Sponsored by the AICPA, the NYSSCPA, and Catalyst, a research and consulting organization on women's leadership development, the conference, "Achieving a Balance in the Accounting Workplace: Gender, Upward Mobility, Work and Family," will take place June 13th at the Sheraton New York Hotel in New York City. Plenary sessions and breakout workshops will address such topics as "Leading Organizational Change," "Alternative Work Arrangements," "Practice Development," "Gender Dynamics in the Workplace," "Building the Business Case for Work/Family Initiatives," "Mentoring and Networking," and "What Women Can Do to Engineer their Own Upward Mobility."

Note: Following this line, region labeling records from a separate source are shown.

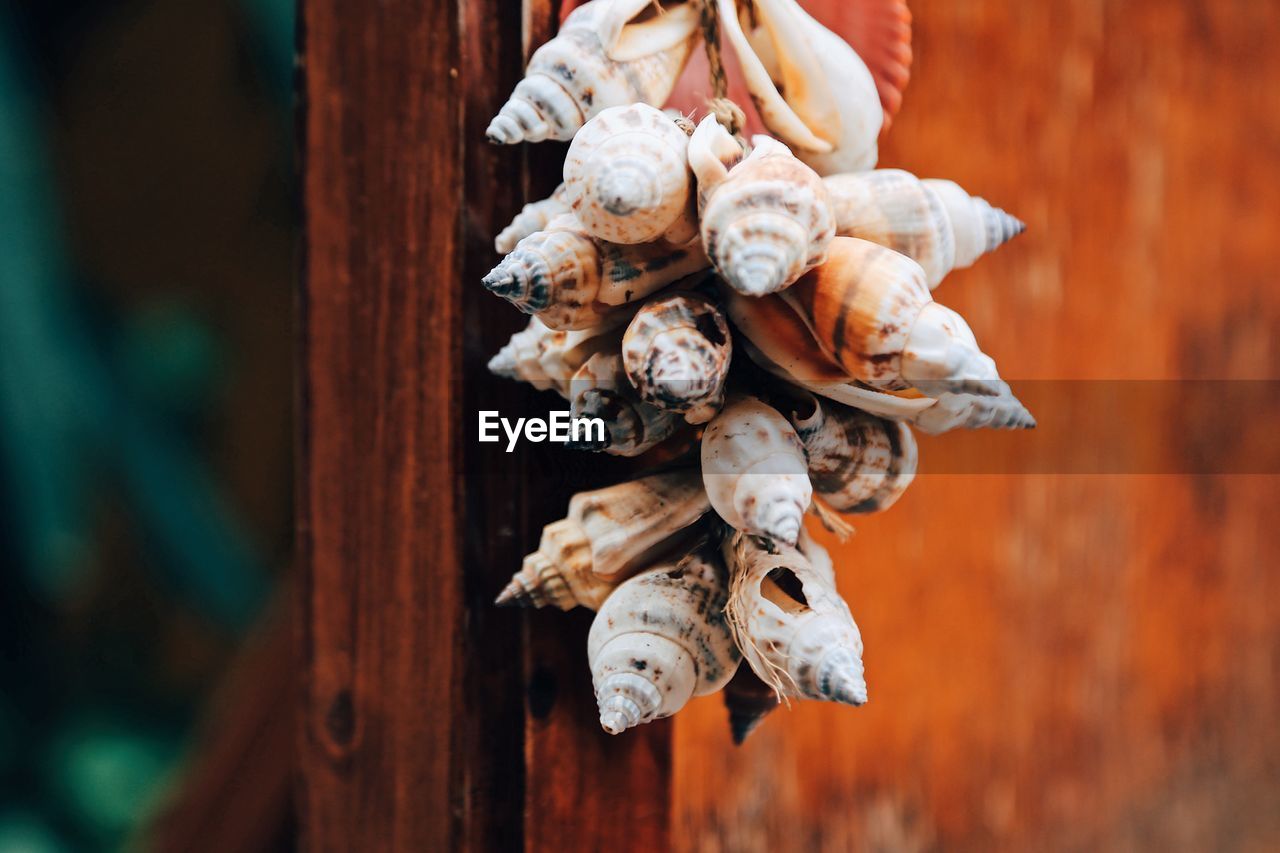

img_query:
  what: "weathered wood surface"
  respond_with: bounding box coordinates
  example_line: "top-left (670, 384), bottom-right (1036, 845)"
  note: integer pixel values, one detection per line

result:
top-left (673, 0), bottom-right (1280, 850)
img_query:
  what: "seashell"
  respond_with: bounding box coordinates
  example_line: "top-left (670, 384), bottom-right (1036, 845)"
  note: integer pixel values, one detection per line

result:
top-left (622, 292), bottom-right (733, 424)
top-left (486, 0), bottom-right (700, 145)
top-left (484, 215), bottom-right (708, 329)
top-left (701, 397), bottom-right (813, 543)
top-left (497, 469), bottom-right (710, 610)
top-left (716, 0), bottom-right (884, 174)
top-left (489, 313), bottom-right (623, 398)
top-left (788, 393), bottom-right (918, 514)
top-left (698, 126), bottom-right (835, 296)
top-left (568, 352), bottom-right (684, 456)
top-left (823, 169), bottom-right (1027, 289)
top-left (586, 542), bottom-right (741, 734)
top-left (562, 104), bottom-right (698, 245)
top-left (493, 183), bottom-right (570, 255)
top-left (724, 533), bottom-right (867, 704)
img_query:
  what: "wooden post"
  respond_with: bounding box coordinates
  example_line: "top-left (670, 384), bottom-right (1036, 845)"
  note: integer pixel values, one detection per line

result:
top-left (298, 0), bottom-right (669, 850)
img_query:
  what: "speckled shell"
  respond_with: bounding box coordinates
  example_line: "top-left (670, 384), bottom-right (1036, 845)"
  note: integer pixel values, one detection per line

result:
top-left (498, 469), bottom-right (710, 610)
top-left (484, 215), bottom-right (707, 329)
top-left (563, 104), bottom-right (698, 245)
top-left (823, 169), bottom-right (1027, 288)
top-left (493, 183), bottom-right (570, 255)
top-left (622, 292), bottom-right (733, 424)
top-left (724, 533), bottom-right (867, 704)
top-left (787, 394), bottom-right (918, 514)
top-left (486, 0), bottom-right (699, 145)
top-left (586, 537), bottom-right (741, 734)
top-left (716, 0), bottom-right (884, 174)
top-left (568, 352), bottom-right (685, 456)
top-left (699, 131), bottom-right (835, 296)
top-left (701, 397), bottom-right (813, 543)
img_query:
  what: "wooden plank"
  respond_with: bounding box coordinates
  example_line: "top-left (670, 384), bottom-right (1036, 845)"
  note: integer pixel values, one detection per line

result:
top-left (675, 0), bottom-right (1280, 850)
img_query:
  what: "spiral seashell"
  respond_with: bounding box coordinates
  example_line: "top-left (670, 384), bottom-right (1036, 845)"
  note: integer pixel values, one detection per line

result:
top-left (489, 314), bottom-right (621, 398)
top-left (563, 104), bottom-right (698, 245)
top-left (724, 533), bottom-right (867, 704)
top-left (486, 0), bottom-right (699, 145)
top-left (701, 397), bottom-right (813, 544)
top-left (788, 393), bottom-right (918, 514)
top-left (484, 215), bottom-right (708, 329)
top-left (586, 544), bottom-right (741, 734)
top-left (493, 183), bottom-right (570, 255)
top-left (622, 292), bottom-right (733, 424)
top-left (699, 128), bottom-right (835, 296)
top-left (568, 352), bottom-right (684, 456)
top-left (823, 169), bottom-right (1027, 289)
top-left (716, 0), bottom-right (884, 174)
top-left (497, 469), bottom-right (710, 610)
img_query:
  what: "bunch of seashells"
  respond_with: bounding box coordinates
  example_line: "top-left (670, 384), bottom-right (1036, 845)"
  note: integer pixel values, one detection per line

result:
top-left (484, 0), bottom-right (1034, 742)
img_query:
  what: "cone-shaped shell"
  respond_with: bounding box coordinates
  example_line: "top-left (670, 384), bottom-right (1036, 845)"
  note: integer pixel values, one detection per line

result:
top-left (788, 394), bottom-right (918, 514)
top-left (699, 131), bottom-right (835, 296)
top-left (622, 291), bottom-right (733, 424)
top-left (724, 533), bottom-right (867, 704)
top-left (484, 215), bottom-right (707, 329)
top-left (716, 0), bottom-right (884, 174)
top-left (568, 352), bottom-right (685, 456)
top-left (486, 0), bottom-right (699, 145)
top-left (701, 397), bottom-right (813, 543)
top-left (563, 104), bottom-right (698, 245)
top-left (823, 169), bottom-right (1025, 288)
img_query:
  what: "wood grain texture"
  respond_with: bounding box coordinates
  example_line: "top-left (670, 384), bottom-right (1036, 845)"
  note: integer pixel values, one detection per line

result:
top-left (673, 0), bottom-right (1280, 850)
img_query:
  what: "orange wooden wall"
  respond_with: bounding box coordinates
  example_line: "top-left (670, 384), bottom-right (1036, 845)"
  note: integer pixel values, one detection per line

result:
top-left (672, 0), bottom-right (1280, 850)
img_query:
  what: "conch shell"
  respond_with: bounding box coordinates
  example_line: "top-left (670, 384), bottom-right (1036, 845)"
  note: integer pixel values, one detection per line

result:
top-left (484, 212), bottom-right (707, 329)
top-left (622, 292), bottom-right (733, 424)
top-left (586, 543), bottom-right (741, 734)
top-left (493, 183), bottom-right (570, 255)
top-left (497, 469), bottom-right (710, 610)
top-left (823, 169), bottom-right (1027, 289)
top-left (690, 115), bottom-right (836, 296)
top-left (570, 352), bottom-right (684, 456)
top-left (708, 0), bottom-right (884, 175)
top-left (724, 533), bottom-right (867, 704)
top-left (788, 392), bottom-right (918, 514)
top-left (489, 314), bottom-right (625, 400)
top-left (701, 397), bottom-right (813, 543)
top-left (563, 104), bottom-right (698, 245)
top-left (486, 0), bottom-right (700, 145)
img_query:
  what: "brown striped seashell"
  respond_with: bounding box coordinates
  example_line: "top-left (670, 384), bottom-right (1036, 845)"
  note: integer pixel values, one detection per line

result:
top-left (484, 215), bottom-right (708, 329)
top-left (495, 469), bottom-right (710, 610)
top-left (586, 542), bottom-right (741, 734)
top-left (563, 104), bottom-right (698, 245)
top-left (701, 396), bottom-right (813, 543)
top-left (486, 0), bottom-right (699, 145)
top-left (622, 291), bottom-right (733, 424)
top-left (823, 169), bottom-right (1027, 289)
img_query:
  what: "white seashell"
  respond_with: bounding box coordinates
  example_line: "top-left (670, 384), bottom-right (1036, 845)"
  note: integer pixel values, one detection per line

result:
top-left (716, 0), bottom-right (884, 174)
top-left (484, 215), bottom-right (708, 329)
top-left (486, 0), bottom-right (699, 145)
top-left (497, 469), bottom-right (710, 610)
top-left (699, 126), bottom-right (835, 296)
top-left (563, 104), bottom-right (698, 245)
top-left (568, 352), bottom-right (685, 456)
top-left (622, 291), bottom-right (733, 424)
top-left (788, 393), bottom-right (918, 514)
top-left (724, 533), bottom-right (867, 704)
top-left (701, 397), bottom-right (813, 543)
top-left (586, 543), bottom-right (741, 734)
top-left (493, 183), bottom-right (570, 255)
top-left (823, 169), bottom-right (1027, 288)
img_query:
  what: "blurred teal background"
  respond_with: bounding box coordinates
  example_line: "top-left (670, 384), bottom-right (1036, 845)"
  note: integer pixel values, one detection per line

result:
top-left (0, 0), bottom-right (296, 853)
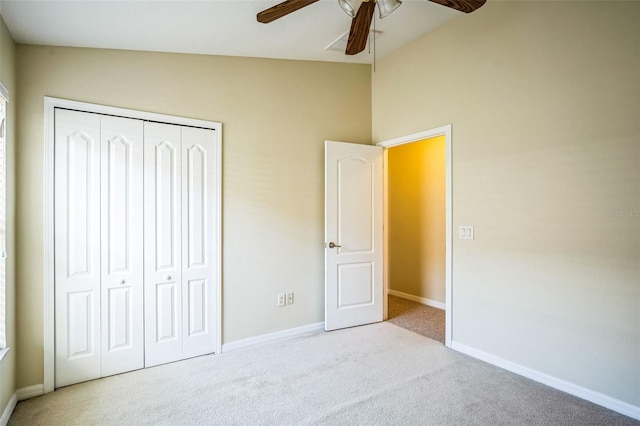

Participants will learn what they can do to help both their firms or companies and themselves better address the balance of women, work, and family issues. Speakers from industry and public accounting along with organizational development consultants, human resources executives, and gender specialists will highlight success stories and offer other helpful advice for accounting firms, companies, and individuals. The conference is $195 and includes registration, course materials and lunch. Attendance is limited so reserve soon. Contact the AICPA's Meetings and Travel Division, Harborside Financial Center, 210 Plaza Three, Jersey City NJ 07311-3811, (201) 938-3232.
COMMUNICATION CHALLENGES AND OPPORTUNITIES
Most of the women interviewed agree there is a difference in the way female and male CPAs communicate and this impacts the way each gender interacts with clients and colleagues.
Studies on management communication cite women address problems with more creativity than men and are more often likely to consult others in deriving a solution. Since creative problem solving is the hallmark of the accounting profession, women are positioned to take advantage of these skills to succeed.
"Women are more communicative. If there's an issue, women discuss and resolve it. And this is a big asset in an environment where effective communication skills are so critical," said Mary Molloy, CPA, vice president at Chase Manhattan Bank in New York City.
Other comments in the NYSSCPA survey point out how women's communication style opens opportunities in the profession. Women are consensus- builders and this team-spirited approach can have additional benefits in improving client relations. By getting the client to buy into the CPA's point of view early, client satisfaction can increase in the long run.
Most women have the personality needed to serve the public. This is an important skill since on the whole we spend more time explaining why things are to our clients," said one respondent.
While many women admit there are gender communication differences, some of the CPAs interviewed focus on individual personalities as the main qualifications in determining office interactions and mobility."
"Professionally, I adapt my style to the person I'm communicating with," says Ernst & Young's Dancik. "I feel this is a particularly important strategy for women." While she admits there are greater challenges for female CPAS because many older men are still uncomfortable working with women, Dancik is quick to stress that women must seek out opportunities and not be discouraged by perceived glass ceilings. She views that the three most important qualities to succeed-- positive attitude, perseverance, and teamwork--as the same for all CPAs regardless of gender.
Leslie Coolidge, CPA, is a senior manager at KPMG Peat Marwick in New York and a member of the NYSSCPA Advancement of Women in the Accounting Profession Committee.
Danielle D'Angelo is manager, public relations of the NYSSCPA. Other members of the NYSSCPA Advancement of Women Committee contributed to the article.